Published online by Cambridge University Press: 22 October 2009
The orienting question
How does culture influence emotion? Obviously, different languages have different words for emotions. But beyond that, how much of emotion behavior is culturally variable? How much overlap is there between, say, Americans' “anger” and Indonesians' marah? To answer this raises a whole range of questions about how different people talk, think, feel, and show emotions. For example, can we say that the size of the emotion vocabulary varies from culture to culture? Do emotion words cluster differently in different cultures? Are there culturally unique emotions? Are there emotions emphasized by some cultures and neglected by others? How much do causes of emotions vary, and how different are the outcomes of emotions? Are different facial expressions used for the same emotion in different cultures, and why?

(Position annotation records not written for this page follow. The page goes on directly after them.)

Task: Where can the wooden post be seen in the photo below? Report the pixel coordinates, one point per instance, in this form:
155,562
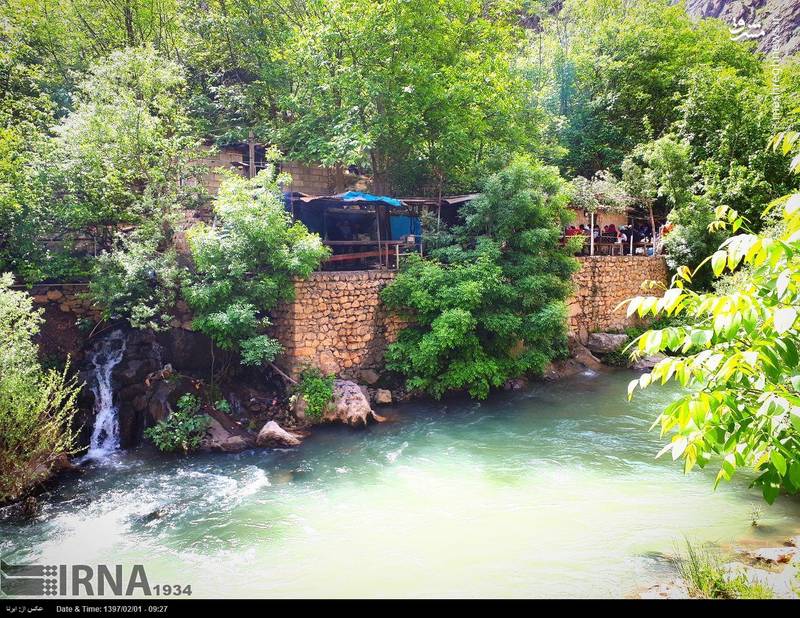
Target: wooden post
251,148
378,227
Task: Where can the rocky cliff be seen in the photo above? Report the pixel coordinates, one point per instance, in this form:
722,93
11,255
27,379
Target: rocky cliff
776,21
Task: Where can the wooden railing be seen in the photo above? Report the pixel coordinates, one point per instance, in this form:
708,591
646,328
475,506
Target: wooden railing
383,254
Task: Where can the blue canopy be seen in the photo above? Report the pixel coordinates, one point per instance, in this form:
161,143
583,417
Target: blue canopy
357,196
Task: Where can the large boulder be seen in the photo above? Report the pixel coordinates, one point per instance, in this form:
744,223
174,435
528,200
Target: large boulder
225,435
349,405
606,343
646,363
274,436
383,396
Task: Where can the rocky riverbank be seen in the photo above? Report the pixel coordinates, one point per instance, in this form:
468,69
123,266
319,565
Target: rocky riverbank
775,568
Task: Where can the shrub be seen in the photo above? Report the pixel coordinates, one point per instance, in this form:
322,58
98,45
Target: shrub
704,573
317,391
36,405
736,355
137,281
244,265
489,306
183,429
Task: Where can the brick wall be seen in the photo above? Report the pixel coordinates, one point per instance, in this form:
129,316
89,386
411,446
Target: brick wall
605,281
336,322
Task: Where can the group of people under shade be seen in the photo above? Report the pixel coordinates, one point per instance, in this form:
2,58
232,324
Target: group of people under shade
622,235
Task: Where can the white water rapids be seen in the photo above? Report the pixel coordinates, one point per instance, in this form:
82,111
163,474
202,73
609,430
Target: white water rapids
105,435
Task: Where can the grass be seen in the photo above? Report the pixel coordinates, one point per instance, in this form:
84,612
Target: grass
703,571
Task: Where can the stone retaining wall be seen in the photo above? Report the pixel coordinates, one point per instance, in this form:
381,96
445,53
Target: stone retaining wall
337,323
66,297
602,283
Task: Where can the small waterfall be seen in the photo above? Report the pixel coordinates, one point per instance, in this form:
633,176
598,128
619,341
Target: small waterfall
105,436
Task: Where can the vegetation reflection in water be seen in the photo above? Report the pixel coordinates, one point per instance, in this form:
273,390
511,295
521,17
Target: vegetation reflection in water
549,492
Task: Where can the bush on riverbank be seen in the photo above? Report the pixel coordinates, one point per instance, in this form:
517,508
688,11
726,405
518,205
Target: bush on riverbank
182,430
737,352
489,303
705,575
36,405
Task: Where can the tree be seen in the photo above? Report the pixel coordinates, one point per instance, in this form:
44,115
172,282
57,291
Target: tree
737,355
602,193
36,405
423,94
138,279
244,264
620,69
490,306
124,155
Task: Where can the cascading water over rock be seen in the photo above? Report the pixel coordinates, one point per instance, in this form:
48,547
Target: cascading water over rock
105,436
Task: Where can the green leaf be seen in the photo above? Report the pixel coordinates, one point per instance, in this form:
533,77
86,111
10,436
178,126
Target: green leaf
718,261
778,461
784,319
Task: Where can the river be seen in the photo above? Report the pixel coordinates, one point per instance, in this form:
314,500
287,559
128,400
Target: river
549,492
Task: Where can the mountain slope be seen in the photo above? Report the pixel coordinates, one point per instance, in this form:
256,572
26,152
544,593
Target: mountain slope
779,19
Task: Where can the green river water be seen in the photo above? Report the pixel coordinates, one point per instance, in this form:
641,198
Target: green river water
549,492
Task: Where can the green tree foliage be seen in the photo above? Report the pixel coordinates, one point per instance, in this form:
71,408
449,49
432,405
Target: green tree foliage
489,306
36,405
244,265
316,390
138,280
736,355
123,155
619,68
183,430
26,110
425,94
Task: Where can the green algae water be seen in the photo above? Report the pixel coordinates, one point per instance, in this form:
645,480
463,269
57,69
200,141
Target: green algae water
549,492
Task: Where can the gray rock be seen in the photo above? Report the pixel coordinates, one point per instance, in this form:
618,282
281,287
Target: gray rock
774,555
782,584
225,435
646,363
368,376
275,436
349,405
667,590
605,343
383,396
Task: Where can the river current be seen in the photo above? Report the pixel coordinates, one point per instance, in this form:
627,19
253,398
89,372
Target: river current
549,492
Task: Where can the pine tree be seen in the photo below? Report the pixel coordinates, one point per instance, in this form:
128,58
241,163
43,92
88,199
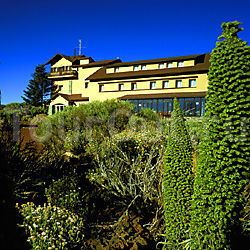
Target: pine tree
178,180
39,89
223,164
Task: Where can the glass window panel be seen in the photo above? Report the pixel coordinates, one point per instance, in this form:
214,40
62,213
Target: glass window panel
202,106
160,105
154,105
178,83
181,101
192,83
197,106
180,64
161,66
170,107
192,108
165,84
186,108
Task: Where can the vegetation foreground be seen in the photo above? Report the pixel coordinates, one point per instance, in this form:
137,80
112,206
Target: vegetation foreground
109,178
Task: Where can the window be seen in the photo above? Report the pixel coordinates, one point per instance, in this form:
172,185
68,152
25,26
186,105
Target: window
133,85
121,86
161,66
178,83
165,84
153,85
70,87
101,88
60,88
192,83
180,64
57,108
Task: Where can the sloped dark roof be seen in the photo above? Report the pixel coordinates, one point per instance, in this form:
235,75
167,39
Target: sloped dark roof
72,98
201,65
159,60
69,58
164,95
99,63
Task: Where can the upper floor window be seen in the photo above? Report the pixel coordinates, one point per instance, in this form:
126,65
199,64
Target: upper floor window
178,83
70,87
136,68
180,64
101,88
165,84
121,86
133,86
161,66
60,88
152,85
192,83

Are those cultural differences merely exotic curiosities or can they be systematically related to other aspects of culture? The task of the anthropologist examining emotion is to look for differences: to identify and to account for culturally variable emotion behavior that takes place against the pan-cultural background.
This volume examines three sets of emotion terms, first mapping out each set to depict the landscapes of emotion. Then it explores the meanings of these maps to describe the cultures of emotion. Each is from Indonesia: One is Minangkabau, one is Minangkabau Indonesian, and the third is Javanese Indonesian.